Choosing the right PoE device and understanding how to power it

Choosing the right PoE device and understanding how to power it

Power over Ethernet provides power to end devices. To accomplish this, you need a PoE enabled switch that can supply enough output power, complies with the right standards, and is the right device for your system. In turn, powering a PoE switch is often overlooked, but it is crucial. 

It is common for industrial PoE switches to be installed in harsh locations and may be subject to unstable input sources, especially in the On-board rail industry.

Protect your PoE Device 
To protect such PoE switches, surge protection is often used and helps protect PoE enabled switches and the connected devices from unforeseen electrical damage. It also helps reduce downtime and prevent costly repairs. 

This is important as it can help prevent damage from power spikes or surges caused by lightning strikes, faulty wiring, or malfunctions. Without surge protection, PoE switches may become damaged, and the connected devices may suffer from data loss, system crashes, and other issues.

Maximum total output and per port 
PoE devices are measured on both the maximum total output and the output per port, both in Watts (W). As an example, the Lynx 3510 has a total output of 240W, and provides up to 30W per port (8 ports in total).

As an alternative, the Viper PoE range has a maximum output of 80W. The Viper PoE range has 8 ports as well, but this does not mean that the maximum output per port is 10W, it is in fact 30W. However, the Viper PoE Range has a power margin of 80W, which is shared between the 8 ports. Not all end devices require maximum output on usage, which means that 80W is sufficient in most on-board applications. A typical camera in an on-board application is between 5W to 10W, which fits well within the 80W total power margin. 

The advantage of a PoE switch with a higher maximum total margin is that it enables much more power-hungry devices in the field. Commonly, devices do not utilize the full 30W, only drawing what they need. 

A problem may occur when some external PoE devices try to draw too much power. Within Westermo’s operating system, WeOS, the maximum output per port can be configured and tailored to each device, ensuring the power budget is not depleted.
PoE standards and why they are important
There are two main PoE standards. The technical name for these is 802.3af and 802.3at, or PoE and PoE+ respectively. 

The 802.3af standard was the first version of PoE and limits the maximum draw to 15.4W per port. Devices that comply with this standard are known as Type 1 devices. Typical examples of these kinds of devices can be Voice over IP (VoIP) phones or lower resolution IP cameras.

802.3at expanded PoE to PoE+ and increased the maximum draw to 30W per port. Devices that comply to this standard are known as Type 2 devices. They could be IP Cameras with a much higher resolution with Pan, Tilt & Zoom (P-T-Z), video phones or alarm systems.

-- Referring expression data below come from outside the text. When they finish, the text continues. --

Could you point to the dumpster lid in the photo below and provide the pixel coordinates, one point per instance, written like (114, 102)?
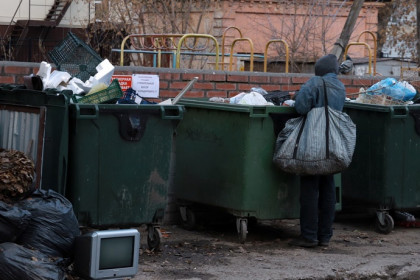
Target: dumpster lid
(252, 110)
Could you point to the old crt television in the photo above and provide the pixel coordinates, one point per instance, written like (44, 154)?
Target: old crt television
(107, 254)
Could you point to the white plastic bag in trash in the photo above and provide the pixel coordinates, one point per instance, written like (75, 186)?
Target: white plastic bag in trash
(251, 98)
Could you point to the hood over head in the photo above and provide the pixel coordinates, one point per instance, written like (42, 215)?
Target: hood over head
(326, 64)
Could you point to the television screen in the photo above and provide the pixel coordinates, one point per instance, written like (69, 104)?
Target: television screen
(116, 252)
(107, 254)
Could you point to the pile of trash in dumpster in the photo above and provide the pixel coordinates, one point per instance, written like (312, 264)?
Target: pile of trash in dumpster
(37, 227)
(258, 96)
(388, 91)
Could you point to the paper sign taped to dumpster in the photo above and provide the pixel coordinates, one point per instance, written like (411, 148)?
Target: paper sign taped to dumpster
(124, 80)
(146, 85)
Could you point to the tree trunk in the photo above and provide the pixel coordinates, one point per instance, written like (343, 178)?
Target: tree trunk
(418, 31)
(341, 43)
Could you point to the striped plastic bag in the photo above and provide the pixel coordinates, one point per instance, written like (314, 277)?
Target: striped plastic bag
(316, 145)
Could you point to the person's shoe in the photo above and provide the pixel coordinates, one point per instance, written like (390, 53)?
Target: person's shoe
(303, 242)
(323, 243)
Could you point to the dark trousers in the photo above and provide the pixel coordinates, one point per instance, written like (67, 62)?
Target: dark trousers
(317, 207)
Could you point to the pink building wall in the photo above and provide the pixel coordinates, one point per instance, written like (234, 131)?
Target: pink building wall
(310, 31)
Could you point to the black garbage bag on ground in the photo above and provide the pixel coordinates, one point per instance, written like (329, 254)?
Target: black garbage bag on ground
(13, 221)
(20, 263)
(53, 226)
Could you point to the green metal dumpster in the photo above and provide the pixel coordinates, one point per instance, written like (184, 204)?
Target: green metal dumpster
(120, 164)
(224, 161)
(36, 123)
(383, 175)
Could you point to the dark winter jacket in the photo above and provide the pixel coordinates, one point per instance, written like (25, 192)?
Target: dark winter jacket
(311, 94)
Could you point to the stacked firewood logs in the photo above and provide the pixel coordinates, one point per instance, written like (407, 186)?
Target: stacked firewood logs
(16, 175)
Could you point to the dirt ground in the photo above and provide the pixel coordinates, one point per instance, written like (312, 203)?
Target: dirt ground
(213, 251)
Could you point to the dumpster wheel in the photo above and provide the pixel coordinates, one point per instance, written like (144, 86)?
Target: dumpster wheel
(242, 227)
(384, 223)
(154, 237)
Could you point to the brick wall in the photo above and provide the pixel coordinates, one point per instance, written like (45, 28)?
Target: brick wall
(209, 84)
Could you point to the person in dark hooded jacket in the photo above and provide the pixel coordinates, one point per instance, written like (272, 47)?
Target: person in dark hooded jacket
(317, 192)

The Lynx 3510 and the Viper PoE range both support PoE and PoE+ as a standard.

Selecting the right device for your application
The Lynx 3510 PoE is a DIN rail PoE device designed for a wide range of applications. These applications range from trackside, to energy, and water & wastewater, just to name a few. The switch is designed with the harshest industrial environments in mind and is capable of withstanding extreme temperatures, vibrations, humidity, and electrical environments. 

The Viper PoE range is specifically designed for the on-board rail market, and in the very harsh environments in which you find mining and cranes. The range is designed to IP 67 which allows for the device to temporarily be submerged in water up to a 1m for 30 minutes.
Choosing the right power supply
PoE switches can require more voltage than standard switches and routers. Traditionally, most industrial devices require an input voltage of 24VDC to 48VDC. PoE switches that can output 30W per port, such as the Lynx 3510, require a minimum voltage input of 53VDC. 

Interestingly, our Viper PoE range has an input voltage range from 24VDC to 110VDC. As this range is regularly used in on-board rail applications, an environment that is far harsher than standard applications, the input voltage is much vaster than the Lynx 3510. 

It is important to know which power supply to select when purchasing a PoE device. If this is done incorrectly, external devices may not receive the correct power and, therefore, will not function. 

Choose correct PoE device: 

Product Viper PoE Lynx 3510 PoE
Input 24 to 110VDC  53 VDC
Max PoE Output 80W  240W
Port count 8 8
PoE Version 802.1at & af (PoE/PoE+) 

802.1at & af (PoE/PoE+)

Industry On-board/Mining Trackside, Energy, etc
Max output per port 30W 30W

When using PoE enable devices, the supply and installation is just as important as the switch itself. Without proper protection or power, you will reduce the lifespan of the product and in some cases damage it. Correctly selecting a power supply and in some cases surge protection provide a foundation for most PoE applications.

Power budget and standards are good to know, and it is always good to check that the PoE device can handle the end device. Westermo PoE devices are PoE and PoE+ enabled, and range in PoE budget from 80 to 240W, depending on the unit.